Skoro mowa o alkoholach

w ubiegłym roku jak mnie na kmp przesłuchiwali :smiley: to na wykroczeniach ( nie ja winna, nie żeby coś:D) wesoła siedziała babka, nie blondynka ale zachowująca się jak blondynka… ( i dwie inne osoby w małym pokoiku - w takich warunkach intymnych jest przesłuchanie u nas…) ale mniejsza o to…

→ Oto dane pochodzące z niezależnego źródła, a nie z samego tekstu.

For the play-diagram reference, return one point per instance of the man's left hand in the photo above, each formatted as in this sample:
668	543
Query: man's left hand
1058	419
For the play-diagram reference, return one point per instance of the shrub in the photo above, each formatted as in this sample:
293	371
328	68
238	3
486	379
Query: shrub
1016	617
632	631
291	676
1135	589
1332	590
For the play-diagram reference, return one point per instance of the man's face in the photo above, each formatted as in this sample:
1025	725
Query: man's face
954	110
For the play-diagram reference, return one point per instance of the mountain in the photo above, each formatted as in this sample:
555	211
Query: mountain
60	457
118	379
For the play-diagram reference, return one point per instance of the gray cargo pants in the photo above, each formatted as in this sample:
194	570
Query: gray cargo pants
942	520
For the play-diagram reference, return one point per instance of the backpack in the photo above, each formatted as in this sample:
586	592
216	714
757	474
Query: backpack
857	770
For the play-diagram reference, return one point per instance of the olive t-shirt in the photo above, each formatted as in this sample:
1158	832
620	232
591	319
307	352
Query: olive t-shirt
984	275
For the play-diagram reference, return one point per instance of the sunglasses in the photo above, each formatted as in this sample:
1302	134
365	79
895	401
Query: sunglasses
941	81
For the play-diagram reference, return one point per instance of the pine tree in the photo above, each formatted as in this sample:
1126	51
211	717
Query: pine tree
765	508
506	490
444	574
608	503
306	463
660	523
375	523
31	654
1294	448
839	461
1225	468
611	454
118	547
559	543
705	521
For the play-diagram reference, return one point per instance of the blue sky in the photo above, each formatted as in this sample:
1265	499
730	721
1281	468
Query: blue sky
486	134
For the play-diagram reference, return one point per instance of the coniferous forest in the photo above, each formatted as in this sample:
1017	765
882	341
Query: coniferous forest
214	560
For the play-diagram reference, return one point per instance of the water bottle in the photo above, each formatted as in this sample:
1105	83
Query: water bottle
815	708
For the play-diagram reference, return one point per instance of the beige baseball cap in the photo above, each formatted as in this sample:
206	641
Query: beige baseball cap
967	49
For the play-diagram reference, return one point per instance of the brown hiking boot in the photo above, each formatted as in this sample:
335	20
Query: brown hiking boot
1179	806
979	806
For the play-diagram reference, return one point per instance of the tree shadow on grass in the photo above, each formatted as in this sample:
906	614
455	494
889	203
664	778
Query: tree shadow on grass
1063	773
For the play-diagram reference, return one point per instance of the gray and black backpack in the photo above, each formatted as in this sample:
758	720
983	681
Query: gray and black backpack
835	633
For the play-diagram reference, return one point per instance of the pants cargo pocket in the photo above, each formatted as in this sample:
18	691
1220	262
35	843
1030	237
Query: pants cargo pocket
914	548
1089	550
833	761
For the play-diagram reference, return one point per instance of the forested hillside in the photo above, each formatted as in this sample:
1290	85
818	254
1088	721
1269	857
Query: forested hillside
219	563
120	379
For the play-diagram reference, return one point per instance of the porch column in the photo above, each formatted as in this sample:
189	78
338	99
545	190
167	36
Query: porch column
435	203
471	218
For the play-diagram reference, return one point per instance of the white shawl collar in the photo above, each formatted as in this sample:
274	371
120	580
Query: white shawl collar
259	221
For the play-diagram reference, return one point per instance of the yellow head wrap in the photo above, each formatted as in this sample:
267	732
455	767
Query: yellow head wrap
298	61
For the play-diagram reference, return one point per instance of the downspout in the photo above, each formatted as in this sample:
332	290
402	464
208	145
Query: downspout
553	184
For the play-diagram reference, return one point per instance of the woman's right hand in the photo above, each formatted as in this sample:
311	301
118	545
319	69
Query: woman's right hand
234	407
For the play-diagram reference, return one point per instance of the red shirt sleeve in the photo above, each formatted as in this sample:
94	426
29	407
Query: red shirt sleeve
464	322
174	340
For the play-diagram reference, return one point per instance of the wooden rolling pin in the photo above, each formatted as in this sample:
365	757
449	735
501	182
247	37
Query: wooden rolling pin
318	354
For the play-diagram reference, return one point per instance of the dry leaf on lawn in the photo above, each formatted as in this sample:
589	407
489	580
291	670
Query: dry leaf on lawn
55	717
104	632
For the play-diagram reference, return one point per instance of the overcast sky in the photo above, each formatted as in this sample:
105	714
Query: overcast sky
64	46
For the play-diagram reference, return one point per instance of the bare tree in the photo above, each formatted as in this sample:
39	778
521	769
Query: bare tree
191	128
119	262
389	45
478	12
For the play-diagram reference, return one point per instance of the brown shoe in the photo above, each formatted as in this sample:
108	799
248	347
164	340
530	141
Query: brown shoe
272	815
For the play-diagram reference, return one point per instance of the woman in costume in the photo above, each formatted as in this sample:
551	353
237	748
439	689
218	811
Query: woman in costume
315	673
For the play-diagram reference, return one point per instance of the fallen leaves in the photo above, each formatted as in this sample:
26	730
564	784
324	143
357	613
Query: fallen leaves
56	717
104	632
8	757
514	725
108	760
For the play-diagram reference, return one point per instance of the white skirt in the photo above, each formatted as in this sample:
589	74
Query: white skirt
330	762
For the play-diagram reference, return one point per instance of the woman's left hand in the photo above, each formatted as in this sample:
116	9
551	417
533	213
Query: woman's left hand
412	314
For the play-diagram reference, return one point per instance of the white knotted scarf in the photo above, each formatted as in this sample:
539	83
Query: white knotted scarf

przyszedł do niej jakiś młodszy policeman i zdawał jej ( przy mnie!) relacje co się wydarzyło na mieście u nas w Kauflandzi…i gada do swej funfelki, że ktoś zajumał w Kauflandzie krupnik -a blondynka policemanka gada haha “zupkę zajumali no nie i wpadła w gromki śmieszek” i powiedziała to poważnie a było po sylwestrze - 3 styczeń chyba a ona policemanka o zupce gada…:smiley: gdyby wiedziała, że ja w sylwka tamtego roku obaliłam cały krupnik dzień wcześniej…z tego kauflanda i to sama ( promocja była ) to by się ze wstydu spaliła :smiley: nie ja, ona… masakra ona siedziała przy mnie i do tego kolesia mówiła “chodź na kolanka” ( nie było krzesła)… atmosfera tam jak na 13 posterunku… serio …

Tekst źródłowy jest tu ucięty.